Banned Burmese Paintings on View in Hong Kong

Sam Minn, Civilization.

Paintings censored by Myanmar’s brutal military junta​ will soon appear in Hong Kong. The works span the past six decades, during which all facets of artistic life and expression in the country were controlled by Myanmar’s oppressive regime. Fifty examples of these banned works are featured in two separate venues in Hong Kong, through the end of November.

On view at the Nock Art Foundation (October 22–November 9) and the Hong Kong Visual Arts Centre (November 29–December 1), “Banned in Burma: Painting Under Censorship” includes a variety of themes and styles, which were either banned outright, forcibly removed from public display, or heavily censored by the government beginning in 1962.

The exhibition’s co-curators Ian Holliday and Melissa Carlson see the show as a gateway for Burmese artists to gain exposure after decades of censorship and political repression kept their lives and their artwork largely in the dark.

“A lot of the work was kept hidden in studios for years,” Carlson, a graduate student at Johns Hopkins University’s School of Advanced International Studies (SAIS), told the South China Morning Post. “It’s a fascinating collection that really reflects the imprint of more than 50 years of the military regime’s fears, paranoia and nationalistic aspirations. It gives us a sense of the challenges faced by artists who experimented with non-traditional art forms.”

The range of dates on the pieces gives some insight into how, over the course of 50-plus years, very little has changed for artists in Myanmar in terms of artistic rights and freedom of expression.

One painting, the oldest in the show, dated 1962 (the year the Junta took power) features a self-portrait of the artist, Maung Theid Dhi, that originally showed a figure bound in chains and removed by censors in 1974. Two years later, the artist showed the work under a different title, depicting the figure in leather, more chains, and antlers—an act which instigated Dhi’s 10-day imprisonment.
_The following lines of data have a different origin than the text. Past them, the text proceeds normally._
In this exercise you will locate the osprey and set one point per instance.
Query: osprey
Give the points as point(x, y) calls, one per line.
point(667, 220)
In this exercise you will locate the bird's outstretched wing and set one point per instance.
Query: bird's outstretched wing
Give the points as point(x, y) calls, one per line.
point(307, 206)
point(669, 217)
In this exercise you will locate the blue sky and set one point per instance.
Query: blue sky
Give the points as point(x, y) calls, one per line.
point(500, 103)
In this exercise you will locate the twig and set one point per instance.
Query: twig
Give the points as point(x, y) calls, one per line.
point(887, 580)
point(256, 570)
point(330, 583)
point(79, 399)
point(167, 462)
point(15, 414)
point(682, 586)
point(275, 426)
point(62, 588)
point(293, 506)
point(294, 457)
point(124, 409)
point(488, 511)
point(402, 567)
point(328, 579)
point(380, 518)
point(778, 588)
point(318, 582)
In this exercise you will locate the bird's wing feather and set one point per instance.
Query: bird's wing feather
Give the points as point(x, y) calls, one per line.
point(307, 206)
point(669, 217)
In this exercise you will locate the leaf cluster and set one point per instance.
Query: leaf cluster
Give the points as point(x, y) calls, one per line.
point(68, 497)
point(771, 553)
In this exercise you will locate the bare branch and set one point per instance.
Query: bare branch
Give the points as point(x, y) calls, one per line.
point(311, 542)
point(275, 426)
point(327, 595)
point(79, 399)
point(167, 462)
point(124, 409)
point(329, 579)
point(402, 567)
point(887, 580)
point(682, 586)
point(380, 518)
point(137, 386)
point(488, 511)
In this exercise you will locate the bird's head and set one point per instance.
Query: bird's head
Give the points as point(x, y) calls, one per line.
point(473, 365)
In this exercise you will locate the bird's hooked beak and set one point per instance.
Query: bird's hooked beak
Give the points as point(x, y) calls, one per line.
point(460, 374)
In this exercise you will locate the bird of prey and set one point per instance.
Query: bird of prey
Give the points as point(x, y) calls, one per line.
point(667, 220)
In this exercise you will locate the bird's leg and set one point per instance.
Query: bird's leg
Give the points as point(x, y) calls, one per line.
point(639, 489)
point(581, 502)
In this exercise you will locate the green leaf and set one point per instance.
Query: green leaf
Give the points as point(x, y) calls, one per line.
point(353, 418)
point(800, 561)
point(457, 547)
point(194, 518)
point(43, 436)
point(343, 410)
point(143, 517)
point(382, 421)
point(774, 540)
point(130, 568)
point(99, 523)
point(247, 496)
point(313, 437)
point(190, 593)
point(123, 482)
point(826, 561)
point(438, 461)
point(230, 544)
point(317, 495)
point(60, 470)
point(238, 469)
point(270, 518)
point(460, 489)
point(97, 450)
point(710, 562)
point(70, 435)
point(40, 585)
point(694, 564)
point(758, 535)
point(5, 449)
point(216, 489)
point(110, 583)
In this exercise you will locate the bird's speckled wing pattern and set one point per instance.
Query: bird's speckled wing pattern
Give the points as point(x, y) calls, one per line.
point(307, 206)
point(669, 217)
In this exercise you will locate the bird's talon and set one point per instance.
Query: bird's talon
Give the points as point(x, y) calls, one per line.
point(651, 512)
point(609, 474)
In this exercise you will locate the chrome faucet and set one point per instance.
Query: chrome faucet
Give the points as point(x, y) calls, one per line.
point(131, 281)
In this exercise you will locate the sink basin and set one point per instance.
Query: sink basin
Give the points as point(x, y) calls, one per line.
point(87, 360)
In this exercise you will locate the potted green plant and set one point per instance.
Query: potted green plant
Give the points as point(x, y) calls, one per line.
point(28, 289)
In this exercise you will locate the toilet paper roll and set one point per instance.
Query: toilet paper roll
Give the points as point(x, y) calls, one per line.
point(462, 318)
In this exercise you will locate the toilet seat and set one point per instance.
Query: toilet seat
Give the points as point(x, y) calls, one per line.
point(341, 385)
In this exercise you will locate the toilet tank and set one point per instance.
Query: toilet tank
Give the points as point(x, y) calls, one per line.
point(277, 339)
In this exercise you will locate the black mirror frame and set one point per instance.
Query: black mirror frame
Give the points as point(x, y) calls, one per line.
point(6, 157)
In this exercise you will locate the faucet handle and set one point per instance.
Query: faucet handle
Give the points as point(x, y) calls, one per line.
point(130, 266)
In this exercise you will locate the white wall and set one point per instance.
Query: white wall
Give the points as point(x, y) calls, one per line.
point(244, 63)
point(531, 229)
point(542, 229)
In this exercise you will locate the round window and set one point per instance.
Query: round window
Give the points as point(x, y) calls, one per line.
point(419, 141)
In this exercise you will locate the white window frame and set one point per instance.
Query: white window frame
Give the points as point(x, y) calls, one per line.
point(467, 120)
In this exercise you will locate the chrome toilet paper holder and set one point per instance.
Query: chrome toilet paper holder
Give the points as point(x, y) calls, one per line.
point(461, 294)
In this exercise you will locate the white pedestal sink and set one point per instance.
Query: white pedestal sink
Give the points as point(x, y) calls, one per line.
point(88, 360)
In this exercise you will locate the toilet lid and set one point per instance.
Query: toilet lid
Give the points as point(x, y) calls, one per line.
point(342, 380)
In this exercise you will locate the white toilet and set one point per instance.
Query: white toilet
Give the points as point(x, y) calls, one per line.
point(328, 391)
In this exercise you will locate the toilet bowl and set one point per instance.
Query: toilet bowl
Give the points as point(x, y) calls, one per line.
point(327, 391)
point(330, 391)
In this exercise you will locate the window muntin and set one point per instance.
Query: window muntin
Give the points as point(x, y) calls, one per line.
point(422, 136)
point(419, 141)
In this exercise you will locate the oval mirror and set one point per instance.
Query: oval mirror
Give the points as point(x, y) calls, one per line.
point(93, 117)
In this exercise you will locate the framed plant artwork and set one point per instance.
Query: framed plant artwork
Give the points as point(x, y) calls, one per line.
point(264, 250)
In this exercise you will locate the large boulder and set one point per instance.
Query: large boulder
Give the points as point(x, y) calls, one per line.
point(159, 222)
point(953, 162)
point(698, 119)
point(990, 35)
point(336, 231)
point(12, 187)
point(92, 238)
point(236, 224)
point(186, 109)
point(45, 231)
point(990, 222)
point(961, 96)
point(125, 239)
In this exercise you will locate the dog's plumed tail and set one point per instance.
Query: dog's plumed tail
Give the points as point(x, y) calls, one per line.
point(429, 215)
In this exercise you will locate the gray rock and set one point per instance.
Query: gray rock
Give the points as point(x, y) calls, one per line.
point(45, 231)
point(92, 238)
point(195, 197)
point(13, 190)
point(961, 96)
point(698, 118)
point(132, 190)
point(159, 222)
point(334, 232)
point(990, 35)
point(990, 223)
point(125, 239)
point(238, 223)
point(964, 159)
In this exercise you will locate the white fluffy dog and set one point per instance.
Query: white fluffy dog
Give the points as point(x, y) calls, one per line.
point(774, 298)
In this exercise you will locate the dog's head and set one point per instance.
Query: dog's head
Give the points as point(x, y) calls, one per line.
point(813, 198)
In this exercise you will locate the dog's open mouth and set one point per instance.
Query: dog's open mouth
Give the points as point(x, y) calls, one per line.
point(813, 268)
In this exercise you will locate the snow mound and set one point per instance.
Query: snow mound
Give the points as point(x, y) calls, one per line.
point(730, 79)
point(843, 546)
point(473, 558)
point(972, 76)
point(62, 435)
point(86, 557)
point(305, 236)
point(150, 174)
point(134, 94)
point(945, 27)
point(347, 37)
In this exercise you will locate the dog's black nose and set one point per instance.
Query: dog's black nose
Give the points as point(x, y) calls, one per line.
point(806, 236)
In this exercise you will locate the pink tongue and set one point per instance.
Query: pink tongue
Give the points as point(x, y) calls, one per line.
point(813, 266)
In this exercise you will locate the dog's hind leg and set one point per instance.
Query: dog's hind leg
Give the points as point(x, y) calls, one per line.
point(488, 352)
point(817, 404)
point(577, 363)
Two more paintings, by artist Sandar Khine, banned as recently as last year, display prominently the use of blood red, a color popular among other Burmese artists which, the show’s curators say, has distinctly political overtones owing to its use by the  National League for Democracy (NLD) in their flag.

The show’s timing could not be any more poignant. In a city rocked by protests in recent weeks, Carlson says the exhibition can offer lessons as well as inspiration for the citizens of Hong Kong. “Artists in Burma never stopped asking important questions about the future of their nation.” she told the Post. “We think this is a message that will resonate with Hong Kong people, particularly now.”